Она прошла сквозь мерцающие, фосфоресцирующие заросли подводных грибов-призраков и водорослей-сирен, не видя их призрачной, жутковатой красоты. Ее фарфоровые, белые ступни бесшумно ступали по светящемуся, словно усыпанному звездной пылью, песку бесконечных залов, но не несли ее к ее покоям, к тому ложному подобию уюта, что она когда-то пыталась создать. Ее вело нечто большее, неумолимое, как закон тяготения, туда, где бился пульс ее нового мира, источник ее силы и ее рабства — в Сердцевину, к корню-сердцу, к самому Болотнику.
Он был уже там. Он не принял свой почти человеческий, обманчивый облик и не предстал тем чудовищем из тины и корней, что являл на поверхности. Здесь, в самой сути его владений, он был самим пространством. Его присутствие наполняло огромный, темный грот плотным, тяжелым, почти осязаемым молчанием, в котором, словно токи в замкнутой цепи, вибрировала не остывшая, а лишь сдавленная до предела ярость. Это была не буря, а ледяной, неподвижный, абсолютный гнев. Гнев, похожий на осколок черного, внеземного льда, застрявший в самом сердце планеты и отравляющий все вокруг своим холодным излучением.
Арина остановилась на самом краю бездны, глядя на пульсирующий в кромешной темноте гигантский корень, испещренный прожилками тусклого света. Она не просила прощения. Она не оправдывалась. Любое слово, даже мысленное, было бы теперь ложью и слабостью. Она просто стояла, безмолвная и прекрасная, как изваяние, высеченное из льда, ощущая эту новую, страшную грань в их отношениях. Ревность. Та самая, что едва не погубила Луку на Опушке, теперь висела между ними тяжелой, ядовитой пеленой, замерзла в воздухе, словно сталактит, готовый обрушиться и пронзить ее.
…Он жив… — ее мысль была не вопросом и не констатацией факта. Это была попытка зондировать почву, понять новые правила этой ужасной игры. Уловить его намерения в этом ледяном, неподвижном гневе.
Ответ пришел не сразу. Воздух (или то, что им служило в этом лишенном воздуха зале) сгустился, стал вязким, как патока, затрудняя не только дыхание, но и сам ход мысли.
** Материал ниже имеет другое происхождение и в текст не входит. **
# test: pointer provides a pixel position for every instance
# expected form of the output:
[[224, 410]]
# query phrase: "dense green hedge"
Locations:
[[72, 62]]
…Он… коснулся… того… что МОЁ… — голос Болотника в ее сознании был тихим, едва различимым шепотом, но от этого не менее, а perhaps даже более ужасающим. В нем не было крика, не было ярости в ее человеческом понимании. Была бездна. Холодная, бездонная и абсолютная…Его жизнь… пылинка… миг… но пылинка… обожгла…
Он не говорил прямо о ее колебании, о том, что она чуть не поддалась искушению. Он говорил о самом факте, о самом акте. О том, что Лука, ничтожный смертный, пылинка в масштабах его вечности, осмелился протянуть ей руку. Что он, это мимолетное существо, на одно мгновение отвлек ее внимание, ее сущность, от вечного и безраздельного владения им. Это было оскорблением не личности, не чувств — их у него не было — а самого принципа, самого закона владения. Это была царапина на абсолютном.
…Связь… должна быть разорвана… — прошелестел он, и в этом шепоте слышался леденящий душу приговор…Не физически… это слишком милостиво… слишком… быстро… Связь… в тебе…
Арина поняла. С абсолютной, холодной ясностью, от которой кровь стыла в жилах, если бы она еще текла. Он не собирался убивать Луку простым ударом. Это было бы слишком просто, слишком по-человечески. Он собирался убить ее память о нем. Убить ту последнюю, сожженную, но все же тлевшую в самых потаенных уголках ее души искру жалости, ту боль, что она ощущала при его виде. И сделает он это самым жестоким, самым изощренным образом — заставив ее саму, ее сущность, стать причиной его медленной, мучительной гибели.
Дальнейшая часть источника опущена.